Спокойно ожидая результатов фланговой атаки Джексона и на всякий случай сохраняя полную готовность, Ли написал примечательное письмо Дэвису, давая оценку риску, на который он пошел, и своим возможностям в случае неудачи. «Если бы у меня были все мои силы, – написал он, – и я мог снабжать их провизией и фуражом, мне было бы легче, но, насколько я могу судить, преимущество в численности и диспозиции в огромной степени на стороне противника».
[513] В то время как Джексон крушил правый фланг армии Союза, «Хукер с двумя помощниками сидел на веранде Чанселлор-хаус, наслаждаясь летним вечером».
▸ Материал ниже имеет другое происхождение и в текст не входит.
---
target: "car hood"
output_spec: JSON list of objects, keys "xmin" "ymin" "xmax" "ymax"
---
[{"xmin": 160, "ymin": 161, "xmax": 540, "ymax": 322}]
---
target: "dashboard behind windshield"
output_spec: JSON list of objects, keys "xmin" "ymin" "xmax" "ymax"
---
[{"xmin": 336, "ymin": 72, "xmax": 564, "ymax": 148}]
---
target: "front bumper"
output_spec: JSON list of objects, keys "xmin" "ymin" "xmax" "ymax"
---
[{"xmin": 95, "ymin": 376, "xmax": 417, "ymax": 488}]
[514] Первым знаком происходящей катастрофы стала беспорядочная толпа беженцев из Одиннадцатого корпуса.
[515]
Вести с полей сражений, доходившие до военного министерства и президента, были скудными и неудовлетворительными. Четвертого мая Уэллс записал в дневнике: «Сегодня днем встречался с президентом в военном министерстве. Он говорил, что крайне желает получить факты, то вставал, то садился, но с фронта не поступало ничего достоверного. По общему мнению, нашей армии сопутствует успех, но была страшная бойня, а впереди сражения еще более яростные и ужасные».
[516] Когда президенту вручили телеграмму с сообщением об отходе армии на северный берег Раппаханнока, он воскликнул: «Боже мой, боже мой! Что скажет страна! Что скажет страна!»
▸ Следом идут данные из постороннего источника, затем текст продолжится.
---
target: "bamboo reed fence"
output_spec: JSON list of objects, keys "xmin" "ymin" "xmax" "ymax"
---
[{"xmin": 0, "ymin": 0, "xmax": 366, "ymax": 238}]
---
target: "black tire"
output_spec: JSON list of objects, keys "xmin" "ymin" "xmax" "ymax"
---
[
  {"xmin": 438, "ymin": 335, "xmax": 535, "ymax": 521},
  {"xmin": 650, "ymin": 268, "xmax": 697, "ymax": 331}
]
[517] В этот же день, 6 мая, Самнер пришел от «крайне расстроенного» президента в кабинет Уэллса и, «воздев руки, воскликнул: “Потеряно, потеряно, все потеряно!”»
[518]
Благодаря цензуре военного министерства на телеграфе весть о катастрофе при Чанселорсвилл достигала Севера медленно. Когда стал известен ее истинный масштаб, воцарилось глубокое уныние. Многие, искренне поддерживавшие войну, утратили всякую надежду, что Юг может быть побежден. Ничто так болезненно не демонстрирует неспособность Севера найти достойного главнокомандующего, как серьезное и, можно сказать, выстраданное предложение газеты Chicago Tribune, чтобы Авраам Линкольн лично принял командование Потомакской армией. Мы искренне верим, писал автор статьи, что «Старина Эйб» сможет привести нашу армию к победе. «Если не он, то кто?»
[519]
Тем не менее общее настроение после Чанселорсвиля даже приблизительно нельзя сопоставить с подавленностью и душевными терзаниями, проявленными после первого и второго сражений при Булл-Ран, поражения Макклеллана у Ричмонда и сражения при Фредериксберге. Действительно, газеты стали с гораздо меньшей точностью отражать общественные настроения, чем на первых стадиях войны. Значительное количество редакционных статей писалось, разумеется, с целью сохранить в читателях надежду; но даже после того, как газетные сообщения стало возможно корректировать воспоминаниями современников, никак не отделаться от мысли, что в этот момент общественная депрессия была уже иного рода, а падение духа – не столь глубоким, как в предыдущих случаях. Бизнес, состояние которого стало улучшаться с осени 1862 года, теперь резко оживился. Началась эра роста прибылей, что проявилось в диких спекуляциях на фондовых биржах, в росте финансовых оборотов и накоплений, которые делали люди, инвестируя в государственные облигации. Также широко распространено убеждение, что война способствовала развитию торговли и промышленного производства. Правительство в больших объемах закупало сырье; один вид деятельности порождал другие, люди честно, а в некоторых случаях и нечестно, извлекали прибыль, хотя государство находилось в опасности. Когда весть о поражении при Чанселорсвилле достигла Нью-Йорка, временно подскочили цены на золото; акции железных дорог, поначалу просевшие, вскоре продолжили расти в цене, государственные облигации остались стабильными, а подписка публики на «5–20» продолжалась. То, что стало меньше добровольцев, явилось признаком не только усталости от войны, но и появления множества возможностей доходной деятельности. Война, по крайней мере в части набора призывников в армию, стала профессией. Людей заманивали под ружье премиальными от национального правительства, штатов, городов и городских районов.